Static electricity often occurs during the use of PE stretch film, and while it is sometimes not severe, it can cause significant issues depending on the situation. To effectively address this problem, it's essential to first understand the underlying causes of static electricity in PE stretch film. Below are the main sources of static buildup:

1. Static Electricity During Production

During the production of PE stretch film, static electricity is generated due to friction between the melt and the die, as well as between the film-forming roller and the guide rollers. To mitigate this, antistatic agents are often added to the film during production. These agents are surfactants that contain both polar hydrophilic groups and non-polar lipophilic groups in their molecular structure. The hydrophilic group can absorb moisture from the air, forming a thin conductive layer on the film's surface. This layer helps dissipate charges and reduce static buildup.

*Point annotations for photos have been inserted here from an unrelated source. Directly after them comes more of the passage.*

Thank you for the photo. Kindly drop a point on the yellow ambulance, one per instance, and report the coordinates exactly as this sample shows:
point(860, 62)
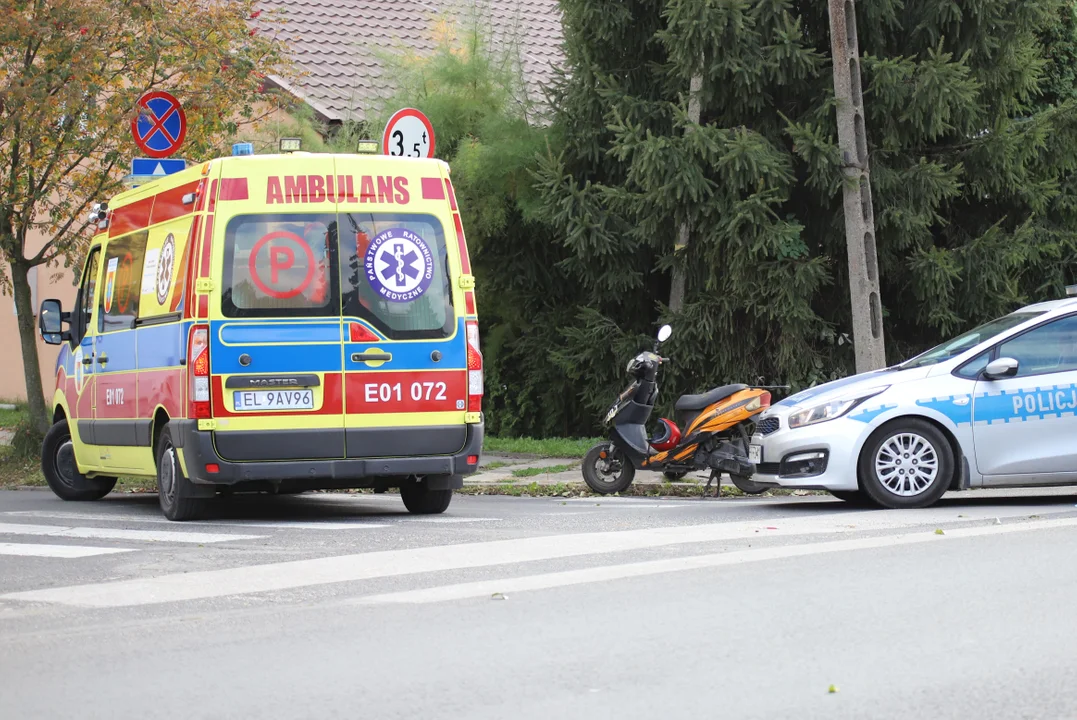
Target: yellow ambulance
point(271, 323)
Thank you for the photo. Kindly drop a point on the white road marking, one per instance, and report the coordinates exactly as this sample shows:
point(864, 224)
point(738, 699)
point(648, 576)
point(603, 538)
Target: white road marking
point(620, 502)
point(121, 534)
point(358, 523)
point(449, 521)
point(392, 563)
point(604, 574)
point(33, 550)
point(285, 524)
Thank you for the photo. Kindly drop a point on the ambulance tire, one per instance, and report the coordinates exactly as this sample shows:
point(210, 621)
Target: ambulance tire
point(173, 488)
point(421, 500)
point(61, 473)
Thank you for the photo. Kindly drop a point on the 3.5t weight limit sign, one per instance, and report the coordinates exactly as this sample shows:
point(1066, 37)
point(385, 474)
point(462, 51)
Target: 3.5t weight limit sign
point(408, 133)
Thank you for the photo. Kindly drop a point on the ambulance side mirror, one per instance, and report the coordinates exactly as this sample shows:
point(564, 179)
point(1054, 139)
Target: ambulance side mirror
point(998, 369)
point(51, 321)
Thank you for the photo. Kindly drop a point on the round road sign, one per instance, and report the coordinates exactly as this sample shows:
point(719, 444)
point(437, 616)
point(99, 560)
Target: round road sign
point(161, 126)
point(276, 271)
point(408, 133)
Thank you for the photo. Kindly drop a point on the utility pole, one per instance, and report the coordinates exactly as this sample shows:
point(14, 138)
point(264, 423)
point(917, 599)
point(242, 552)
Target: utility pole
point(859, 216)
point(676, 287)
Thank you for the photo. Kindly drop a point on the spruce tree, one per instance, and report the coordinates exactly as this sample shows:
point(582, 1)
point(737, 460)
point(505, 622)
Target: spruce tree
point(973, 175)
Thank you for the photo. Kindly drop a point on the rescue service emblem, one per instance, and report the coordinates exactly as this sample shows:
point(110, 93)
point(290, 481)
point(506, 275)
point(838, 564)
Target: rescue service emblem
point(399, 265)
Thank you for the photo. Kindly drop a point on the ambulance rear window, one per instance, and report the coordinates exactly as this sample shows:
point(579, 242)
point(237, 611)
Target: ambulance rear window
point(391, 269)
point(280, 265)
point(395, 273)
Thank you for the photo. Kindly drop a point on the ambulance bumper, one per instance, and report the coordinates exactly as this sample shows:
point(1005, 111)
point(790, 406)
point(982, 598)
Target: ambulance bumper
point(198, 452)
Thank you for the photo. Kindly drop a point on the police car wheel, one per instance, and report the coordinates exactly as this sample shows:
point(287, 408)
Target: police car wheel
point(906, 464)
point(173, 488)
point(61, 473)
point(421, 500)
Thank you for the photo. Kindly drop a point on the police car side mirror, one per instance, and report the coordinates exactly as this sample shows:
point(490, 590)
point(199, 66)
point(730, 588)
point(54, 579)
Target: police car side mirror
point(51, 322)
point(1004, 367)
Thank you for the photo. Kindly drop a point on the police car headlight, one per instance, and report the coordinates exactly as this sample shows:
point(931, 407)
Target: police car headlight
point(830, 410)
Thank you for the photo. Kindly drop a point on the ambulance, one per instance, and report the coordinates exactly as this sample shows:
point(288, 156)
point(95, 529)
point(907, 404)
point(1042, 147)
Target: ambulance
point(274, 323)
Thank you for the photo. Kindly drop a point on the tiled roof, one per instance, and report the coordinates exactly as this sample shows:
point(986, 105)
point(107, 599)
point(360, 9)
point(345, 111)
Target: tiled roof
point(337, 44)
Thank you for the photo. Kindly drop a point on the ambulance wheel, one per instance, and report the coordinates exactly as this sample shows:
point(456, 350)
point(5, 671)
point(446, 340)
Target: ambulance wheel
point(61, 473)
point(173, 488)
point(907, 463)
point(421, 500)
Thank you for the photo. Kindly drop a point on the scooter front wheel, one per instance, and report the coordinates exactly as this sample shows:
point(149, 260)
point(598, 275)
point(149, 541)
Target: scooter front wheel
point(745, 484)
point(606, 470)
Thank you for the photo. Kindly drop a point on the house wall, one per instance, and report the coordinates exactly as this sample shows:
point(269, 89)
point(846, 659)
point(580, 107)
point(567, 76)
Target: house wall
point(12, 383)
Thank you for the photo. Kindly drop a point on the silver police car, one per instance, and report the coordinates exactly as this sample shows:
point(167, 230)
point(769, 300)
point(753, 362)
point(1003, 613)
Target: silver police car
point(993, 408)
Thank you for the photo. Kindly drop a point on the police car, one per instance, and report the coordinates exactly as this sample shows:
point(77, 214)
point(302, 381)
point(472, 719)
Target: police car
point(995, 407)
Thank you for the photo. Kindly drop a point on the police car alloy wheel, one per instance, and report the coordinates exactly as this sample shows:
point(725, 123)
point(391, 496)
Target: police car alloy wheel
point(906, 464)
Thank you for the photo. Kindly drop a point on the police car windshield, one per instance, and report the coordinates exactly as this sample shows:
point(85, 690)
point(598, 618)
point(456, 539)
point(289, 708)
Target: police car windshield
point(970, 339)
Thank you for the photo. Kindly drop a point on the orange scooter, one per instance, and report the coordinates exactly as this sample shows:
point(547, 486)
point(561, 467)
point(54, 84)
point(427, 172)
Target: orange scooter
point(717, 426)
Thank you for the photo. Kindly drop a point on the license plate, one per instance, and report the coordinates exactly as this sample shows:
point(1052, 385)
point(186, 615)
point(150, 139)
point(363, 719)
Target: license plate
point(267, 400)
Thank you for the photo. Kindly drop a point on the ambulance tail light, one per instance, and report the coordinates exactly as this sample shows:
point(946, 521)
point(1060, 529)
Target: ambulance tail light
point(198, 362)
point(474, 369)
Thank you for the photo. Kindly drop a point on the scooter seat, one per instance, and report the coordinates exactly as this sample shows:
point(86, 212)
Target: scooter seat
point(699, 401)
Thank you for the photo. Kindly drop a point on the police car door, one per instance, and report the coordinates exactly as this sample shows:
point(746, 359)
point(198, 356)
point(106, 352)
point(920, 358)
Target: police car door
point(1024, 426)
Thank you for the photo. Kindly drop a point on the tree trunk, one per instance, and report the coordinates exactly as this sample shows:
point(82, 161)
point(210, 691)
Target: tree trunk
point(676, 287)
point(28, 340)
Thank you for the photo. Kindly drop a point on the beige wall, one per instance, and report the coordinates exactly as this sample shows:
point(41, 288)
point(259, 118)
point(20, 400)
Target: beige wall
point(12, 384)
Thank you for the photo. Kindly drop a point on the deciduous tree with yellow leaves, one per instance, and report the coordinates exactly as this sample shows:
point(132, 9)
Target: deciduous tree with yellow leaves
point(71, 72)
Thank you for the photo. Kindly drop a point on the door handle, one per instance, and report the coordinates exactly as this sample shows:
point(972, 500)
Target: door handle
point(371, 356)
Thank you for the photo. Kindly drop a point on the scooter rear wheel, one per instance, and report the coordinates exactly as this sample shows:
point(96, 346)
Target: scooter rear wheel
point(746, 485)
point(612, 474)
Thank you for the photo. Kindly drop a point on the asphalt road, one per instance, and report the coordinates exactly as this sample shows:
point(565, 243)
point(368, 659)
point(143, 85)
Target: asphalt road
point(336, 606)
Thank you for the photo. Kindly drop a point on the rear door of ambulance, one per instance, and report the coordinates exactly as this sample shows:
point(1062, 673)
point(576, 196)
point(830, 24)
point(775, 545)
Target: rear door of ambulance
point(276, 336)
point(405, 350)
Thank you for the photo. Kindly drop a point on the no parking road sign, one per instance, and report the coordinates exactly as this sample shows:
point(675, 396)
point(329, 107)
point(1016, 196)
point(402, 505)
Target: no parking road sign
point(161, 126)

2. Static Electricity During Printing, Laminating, Slitting, and Bag Making

Static electricity can also be generated during secondary processes like printing, laminating, slitting, and bag making. The friction between the stretch film and guide rollers, combined with the high-speed movement of the film through dry air, can lead to significant static charge buildup. This type of static electricity can interfere with production, especially if not effectively eliminated.

To tackle this issue, superconducting electrostatic brushes are commonly used. These brushes create a contact with the film that allows for low-resistance discharge of static electricity. Additionally, ion generators are often employed to blow ions onto the film, neutralizing the static charge. While ion generators are effective, they may also introduce some ions from the air into the winding process.

3. Static Electricity in Finished Film During Automatic Packaging

Finally, static electricity can also be present in the finished PE stretch film during the automatic packaging process. The friction between the film and the guide rollers, combined with residual static from earlier stages, may lead to charge buildup on the final product. Using methods like superconducting electrostatic brushes can help eliminate static electricity in this phase as well.

Conclusion

Static electricity in PE stretch film can cause a variety of issues, including production delays and quality control problems. By understanding the causes of static buildup—during production, secondary processing, and packaging—manufacturers can take steps to minimize its impact. The use of antistatic agents, superconducting electrostatic brushes, and ion generators are proven solutions to effectively manage and eliminate static electricity.